First put the actual data from your new corpus into your nltk_data/corpora/
directory. Then you have to edit the __init__.py
file for nltk.corpus
. You can find the path to this file by doing:
import nltk
print(nltk.corpus.__file__)
Open this file in a text editor and you will see that most of the file is creating LazyCorpusLoader
objects and assigning them to global variables.
So for example, a section may look like:
....
verbnet = LazyCorpusLoader(
'verbnet', VerbnetCorpusReader, r'(?!\.).*\.xml')
webtext = LazyCorpusLoader(
'webtext', PlaintextCorpusReader, r'(?!README|\.).*\.txt', encoding='ISO-8859-2')
wordnet = LazyCorpusLoader(
'wordnet', WordNetCorpusReader,
LazyCorpusLoader('omw', CorpusReader, r'.*/wn-data-.*\.tab', encoding='utf8'))
....
In order to add a new corpus you just have to add a new line to this file in the same format as the examples above.
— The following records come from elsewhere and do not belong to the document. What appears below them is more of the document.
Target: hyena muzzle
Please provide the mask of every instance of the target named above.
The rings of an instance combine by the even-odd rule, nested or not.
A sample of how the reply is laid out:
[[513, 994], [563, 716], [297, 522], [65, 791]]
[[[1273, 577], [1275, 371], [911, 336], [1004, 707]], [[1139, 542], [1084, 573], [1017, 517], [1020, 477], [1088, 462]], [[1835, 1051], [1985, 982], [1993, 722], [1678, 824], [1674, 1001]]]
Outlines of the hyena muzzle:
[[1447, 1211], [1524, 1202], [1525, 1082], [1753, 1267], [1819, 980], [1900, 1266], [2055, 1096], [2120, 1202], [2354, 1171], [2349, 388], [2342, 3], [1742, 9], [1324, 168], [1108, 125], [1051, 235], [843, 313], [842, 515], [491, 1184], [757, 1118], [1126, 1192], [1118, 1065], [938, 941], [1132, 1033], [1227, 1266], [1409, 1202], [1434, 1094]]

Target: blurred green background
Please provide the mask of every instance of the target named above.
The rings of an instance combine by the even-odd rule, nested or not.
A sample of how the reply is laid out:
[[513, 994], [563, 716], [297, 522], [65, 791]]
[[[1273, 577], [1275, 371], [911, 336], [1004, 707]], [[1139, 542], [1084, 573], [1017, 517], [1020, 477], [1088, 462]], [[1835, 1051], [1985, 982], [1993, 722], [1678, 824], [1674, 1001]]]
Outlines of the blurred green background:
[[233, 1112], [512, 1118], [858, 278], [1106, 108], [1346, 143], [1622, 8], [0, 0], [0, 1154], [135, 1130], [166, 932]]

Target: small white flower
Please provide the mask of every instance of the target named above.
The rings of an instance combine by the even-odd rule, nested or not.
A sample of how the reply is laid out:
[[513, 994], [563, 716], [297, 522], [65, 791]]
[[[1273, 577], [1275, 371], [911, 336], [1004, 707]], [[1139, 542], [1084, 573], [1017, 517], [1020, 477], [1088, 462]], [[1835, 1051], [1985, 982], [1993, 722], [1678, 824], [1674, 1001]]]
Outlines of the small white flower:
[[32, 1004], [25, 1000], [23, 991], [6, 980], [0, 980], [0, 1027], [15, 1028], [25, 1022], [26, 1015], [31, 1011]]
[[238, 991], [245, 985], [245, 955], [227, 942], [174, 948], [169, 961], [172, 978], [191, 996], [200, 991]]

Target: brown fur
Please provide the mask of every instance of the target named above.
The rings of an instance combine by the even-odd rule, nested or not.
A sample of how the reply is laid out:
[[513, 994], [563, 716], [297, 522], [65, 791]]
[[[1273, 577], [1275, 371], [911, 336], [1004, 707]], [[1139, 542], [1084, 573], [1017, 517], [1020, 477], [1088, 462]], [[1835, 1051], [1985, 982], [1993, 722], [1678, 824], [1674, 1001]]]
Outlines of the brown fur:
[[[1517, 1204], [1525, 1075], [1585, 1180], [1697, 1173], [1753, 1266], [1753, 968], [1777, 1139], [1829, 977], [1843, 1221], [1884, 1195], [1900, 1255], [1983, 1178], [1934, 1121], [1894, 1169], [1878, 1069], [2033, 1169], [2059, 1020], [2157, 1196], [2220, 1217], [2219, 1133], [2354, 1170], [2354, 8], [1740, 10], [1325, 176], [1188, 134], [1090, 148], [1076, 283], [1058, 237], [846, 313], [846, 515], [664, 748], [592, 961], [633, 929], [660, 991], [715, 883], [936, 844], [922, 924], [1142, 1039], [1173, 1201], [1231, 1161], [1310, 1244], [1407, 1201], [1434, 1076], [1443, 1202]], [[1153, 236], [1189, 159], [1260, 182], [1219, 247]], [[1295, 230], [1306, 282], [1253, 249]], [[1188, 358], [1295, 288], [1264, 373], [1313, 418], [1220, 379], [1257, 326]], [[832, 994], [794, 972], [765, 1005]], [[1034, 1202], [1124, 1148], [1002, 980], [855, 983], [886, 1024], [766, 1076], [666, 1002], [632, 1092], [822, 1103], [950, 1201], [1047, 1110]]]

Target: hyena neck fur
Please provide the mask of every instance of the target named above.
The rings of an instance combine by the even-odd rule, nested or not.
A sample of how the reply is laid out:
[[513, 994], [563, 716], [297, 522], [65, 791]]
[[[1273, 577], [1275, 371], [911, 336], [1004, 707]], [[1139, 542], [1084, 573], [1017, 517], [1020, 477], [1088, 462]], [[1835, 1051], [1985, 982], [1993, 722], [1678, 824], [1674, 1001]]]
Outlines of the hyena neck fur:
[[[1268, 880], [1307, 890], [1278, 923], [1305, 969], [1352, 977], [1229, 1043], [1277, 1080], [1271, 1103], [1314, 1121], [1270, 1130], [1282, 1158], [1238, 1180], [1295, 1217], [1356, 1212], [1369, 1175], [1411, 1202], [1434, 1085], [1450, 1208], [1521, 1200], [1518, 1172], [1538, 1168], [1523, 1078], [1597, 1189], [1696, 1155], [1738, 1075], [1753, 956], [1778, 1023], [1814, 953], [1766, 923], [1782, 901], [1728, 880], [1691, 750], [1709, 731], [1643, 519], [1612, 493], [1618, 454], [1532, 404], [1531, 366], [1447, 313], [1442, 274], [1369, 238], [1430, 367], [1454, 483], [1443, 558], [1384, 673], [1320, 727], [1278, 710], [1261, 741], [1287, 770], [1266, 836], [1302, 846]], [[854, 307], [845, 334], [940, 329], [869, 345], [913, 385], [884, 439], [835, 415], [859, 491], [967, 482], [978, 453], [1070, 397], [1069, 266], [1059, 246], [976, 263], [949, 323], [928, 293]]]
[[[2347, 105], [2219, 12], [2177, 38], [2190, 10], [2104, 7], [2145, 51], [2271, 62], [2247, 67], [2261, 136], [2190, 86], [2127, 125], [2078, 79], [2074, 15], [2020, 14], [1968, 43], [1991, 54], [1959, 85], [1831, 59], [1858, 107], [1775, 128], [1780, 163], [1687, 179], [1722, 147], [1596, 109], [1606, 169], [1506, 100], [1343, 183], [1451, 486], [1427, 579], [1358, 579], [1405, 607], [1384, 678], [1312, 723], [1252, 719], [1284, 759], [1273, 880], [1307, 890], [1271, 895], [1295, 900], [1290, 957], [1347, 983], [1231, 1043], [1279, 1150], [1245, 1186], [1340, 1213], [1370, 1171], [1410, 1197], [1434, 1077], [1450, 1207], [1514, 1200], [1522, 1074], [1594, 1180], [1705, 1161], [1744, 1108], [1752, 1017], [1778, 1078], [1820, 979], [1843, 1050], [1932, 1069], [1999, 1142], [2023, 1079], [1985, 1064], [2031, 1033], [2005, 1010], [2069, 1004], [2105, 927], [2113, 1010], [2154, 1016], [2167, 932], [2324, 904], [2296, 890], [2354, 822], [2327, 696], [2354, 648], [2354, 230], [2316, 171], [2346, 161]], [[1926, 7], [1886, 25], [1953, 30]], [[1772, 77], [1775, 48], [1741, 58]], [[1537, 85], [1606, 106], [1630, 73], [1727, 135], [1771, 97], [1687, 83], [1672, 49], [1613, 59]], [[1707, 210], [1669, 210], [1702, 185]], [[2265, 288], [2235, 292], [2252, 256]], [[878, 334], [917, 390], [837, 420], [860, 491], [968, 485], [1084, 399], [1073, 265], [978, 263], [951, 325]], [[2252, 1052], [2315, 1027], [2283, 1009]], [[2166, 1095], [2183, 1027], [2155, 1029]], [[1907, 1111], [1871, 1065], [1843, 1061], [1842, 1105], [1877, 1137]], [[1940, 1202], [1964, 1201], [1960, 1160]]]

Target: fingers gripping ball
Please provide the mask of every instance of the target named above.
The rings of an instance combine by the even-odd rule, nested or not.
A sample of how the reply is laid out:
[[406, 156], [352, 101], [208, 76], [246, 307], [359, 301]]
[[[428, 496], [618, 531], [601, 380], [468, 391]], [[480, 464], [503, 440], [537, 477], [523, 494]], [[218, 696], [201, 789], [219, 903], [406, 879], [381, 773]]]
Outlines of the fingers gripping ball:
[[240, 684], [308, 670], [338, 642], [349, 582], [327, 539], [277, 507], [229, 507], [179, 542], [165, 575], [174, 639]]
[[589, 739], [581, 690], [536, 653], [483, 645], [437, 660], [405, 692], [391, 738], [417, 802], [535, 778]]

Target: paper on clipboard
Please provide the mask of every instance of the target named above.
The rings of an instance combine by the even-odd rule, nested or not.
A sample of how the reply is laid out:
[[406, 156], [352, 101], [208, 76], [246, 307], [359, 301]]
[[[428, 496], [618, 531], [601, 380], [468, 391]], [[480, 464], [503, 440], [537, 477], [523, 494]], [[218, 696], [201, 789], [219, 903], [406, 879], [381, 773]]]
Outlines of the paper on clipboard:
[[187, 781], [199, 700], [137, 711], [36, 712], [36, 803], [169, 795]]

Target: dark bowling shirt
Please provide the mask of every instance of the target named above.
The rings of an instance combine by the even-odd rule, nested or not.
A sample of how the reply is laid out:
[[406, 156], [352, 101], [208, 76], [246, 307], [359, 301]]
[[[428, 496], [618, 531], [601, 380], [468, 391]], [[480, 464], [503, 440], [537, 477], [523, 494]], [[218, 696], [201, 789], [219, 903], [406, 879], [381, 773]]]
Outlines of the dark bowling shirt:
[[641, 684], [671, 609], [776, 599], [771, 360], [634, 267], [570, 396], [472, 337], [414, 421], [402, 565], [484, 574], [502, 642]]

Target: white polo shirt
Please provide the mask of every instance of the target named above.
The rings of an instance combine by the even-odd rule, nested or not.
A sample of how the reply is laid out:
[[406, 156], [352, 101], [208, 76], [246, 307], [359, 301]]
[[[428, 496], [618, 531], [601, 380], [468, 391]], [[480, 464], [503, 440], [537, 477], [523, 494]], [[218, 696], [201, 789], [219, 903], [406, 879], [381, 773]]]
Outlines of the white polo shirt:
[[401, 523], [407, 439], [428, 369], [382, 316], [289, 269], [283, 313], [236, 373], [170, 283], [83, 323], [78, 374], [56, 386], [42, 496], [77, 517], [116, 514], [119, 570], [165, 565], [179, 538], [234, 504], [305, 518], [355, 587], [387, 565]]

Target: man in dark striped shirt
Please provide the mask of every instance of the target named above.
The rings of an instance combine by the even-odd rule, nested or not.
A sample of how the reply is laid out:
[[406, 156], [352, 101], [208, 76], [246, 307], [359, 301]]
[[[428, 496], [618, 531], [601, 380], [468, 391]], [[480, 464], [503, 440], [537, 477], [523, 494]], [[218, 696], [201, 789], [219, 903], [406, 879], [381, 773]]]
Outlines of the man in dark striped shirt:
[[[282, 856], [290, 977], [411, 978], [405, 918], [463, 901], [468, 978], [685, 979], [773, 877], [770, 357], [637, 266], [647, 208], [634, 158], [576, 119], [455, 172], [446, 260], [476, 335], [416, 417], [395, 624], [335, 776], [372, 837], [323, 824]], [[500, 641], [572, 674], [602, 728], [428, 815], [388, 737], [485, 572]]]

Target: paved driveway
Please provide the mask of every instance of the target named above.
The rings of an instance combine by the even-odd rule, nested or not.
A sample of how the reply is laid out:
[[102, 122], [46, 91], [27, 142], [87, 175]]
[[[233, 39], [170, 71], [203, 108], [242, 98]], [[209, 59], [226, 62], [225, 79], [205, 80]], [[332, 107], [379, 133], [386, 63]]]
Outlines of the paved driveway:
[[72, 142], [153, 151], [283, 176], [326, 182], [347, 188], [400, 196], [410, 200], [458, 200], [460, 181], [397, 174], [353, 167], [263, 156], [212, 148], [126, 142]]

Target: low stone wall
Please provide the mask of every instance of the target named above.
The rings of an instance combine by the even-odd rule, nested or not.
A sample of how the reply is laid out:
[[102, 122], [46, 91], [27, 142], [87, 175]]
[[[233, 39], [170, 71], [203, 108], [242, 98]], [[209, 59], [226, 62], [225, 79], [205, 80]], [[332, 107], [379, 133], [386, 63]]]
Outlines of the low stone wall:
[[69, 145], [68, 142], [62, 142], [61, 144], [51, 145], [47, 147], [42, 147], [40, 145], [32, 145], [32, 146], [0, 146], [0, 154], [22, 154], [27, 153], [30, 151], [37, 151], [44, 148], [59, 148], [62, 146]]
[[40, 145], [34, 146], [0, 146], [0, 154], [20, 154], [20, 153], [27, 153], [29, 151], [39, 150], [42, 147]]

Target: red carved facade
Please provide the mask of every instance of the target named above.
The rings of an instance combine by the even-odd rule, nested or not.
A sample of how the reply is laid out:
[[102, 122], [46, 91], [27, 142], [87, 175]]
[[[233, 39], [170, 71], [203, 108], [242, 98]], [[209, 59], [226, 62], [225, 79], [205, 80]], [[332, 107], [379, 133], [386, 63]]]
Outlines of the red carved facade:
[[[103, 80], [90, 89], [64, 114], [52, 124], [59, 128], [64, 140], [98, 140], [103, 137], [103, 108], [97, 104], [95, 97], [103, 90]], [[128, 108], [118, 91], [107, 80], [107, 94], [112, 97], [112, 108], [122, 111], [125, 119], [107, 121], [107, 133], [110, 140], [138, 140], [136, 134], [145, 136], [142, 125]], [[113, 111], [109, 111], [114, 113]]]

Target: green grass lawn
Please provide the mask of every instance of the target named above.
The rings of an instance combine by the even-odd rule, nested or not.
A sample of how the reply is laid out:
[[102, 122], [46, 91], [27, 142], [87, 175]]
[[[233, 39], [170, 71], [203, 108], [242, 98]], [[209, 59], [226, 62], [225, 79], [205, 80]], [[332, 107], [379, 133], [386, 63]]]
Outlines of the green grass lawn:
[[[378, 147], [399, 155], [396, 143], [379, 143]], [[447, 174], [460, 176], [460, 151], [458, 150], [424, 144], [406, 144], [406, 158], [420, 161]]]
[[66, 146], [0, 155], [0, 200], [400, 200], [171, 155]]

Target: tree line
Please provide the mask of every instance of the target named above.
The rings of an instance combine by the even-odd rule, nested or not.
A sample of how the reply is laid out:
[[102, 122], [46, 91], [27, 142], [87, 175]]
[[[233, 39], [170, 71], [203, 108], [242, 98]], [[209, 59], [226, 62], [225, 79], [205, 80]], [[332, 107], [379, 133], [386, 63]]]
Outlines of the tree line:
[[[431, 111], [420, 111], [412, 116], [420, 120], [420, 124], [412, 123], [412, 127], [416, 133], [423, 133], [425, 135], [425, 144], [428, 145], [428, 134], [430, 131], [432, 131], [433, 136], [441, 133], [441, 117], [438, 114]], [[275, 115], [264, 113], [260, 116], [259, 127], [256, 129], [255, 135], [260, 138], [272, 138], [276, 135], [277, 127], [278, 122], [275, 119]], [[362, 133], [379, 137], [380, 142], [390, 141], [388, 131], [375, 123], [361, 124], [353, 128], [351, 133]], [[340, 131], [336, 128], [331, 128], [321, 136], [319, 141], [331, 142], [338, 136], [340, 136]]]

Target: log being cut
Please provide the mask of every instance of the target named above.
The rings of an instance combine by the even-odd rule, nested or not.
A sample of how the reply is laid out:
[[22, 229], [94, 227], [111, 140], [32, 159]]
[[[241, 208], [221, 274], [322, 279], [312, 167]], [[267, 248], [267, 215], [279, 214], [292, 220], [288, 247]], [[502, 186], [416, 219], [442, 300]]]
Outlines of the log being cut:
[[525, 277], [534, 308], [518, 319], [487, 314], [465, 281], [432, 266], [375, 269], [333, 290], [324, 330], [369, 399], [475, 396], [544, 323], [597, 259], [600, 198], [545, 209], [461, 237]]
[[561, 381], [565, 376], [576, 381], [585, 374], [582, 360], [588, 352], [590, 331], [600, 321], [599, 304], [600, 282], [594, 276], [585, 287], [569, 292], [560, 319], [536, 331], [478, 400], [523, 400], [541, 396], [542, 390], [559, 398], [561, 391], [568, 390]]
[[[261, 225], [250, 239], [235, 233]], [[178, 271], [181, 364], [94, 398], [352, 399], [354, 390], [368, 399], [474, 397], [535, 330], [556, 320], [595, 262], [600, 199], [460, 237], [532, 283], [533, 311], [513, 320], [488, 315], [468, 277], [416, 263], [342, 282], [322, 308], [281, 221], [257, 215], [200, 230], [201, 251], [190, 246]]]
So if you have a corpus named movie_reviews
and you have the data saved in nltk_data/corpora/movie_reviews
then you would want to add a line like:
movie_reviews = LazyCorpusLoader('movie_reviews', .... )
Additional arguments for LazyCorpusLoader can be found in the docs here.
Then you just save this file and you should then be able to do:
from nltk.corpus import movie_reviews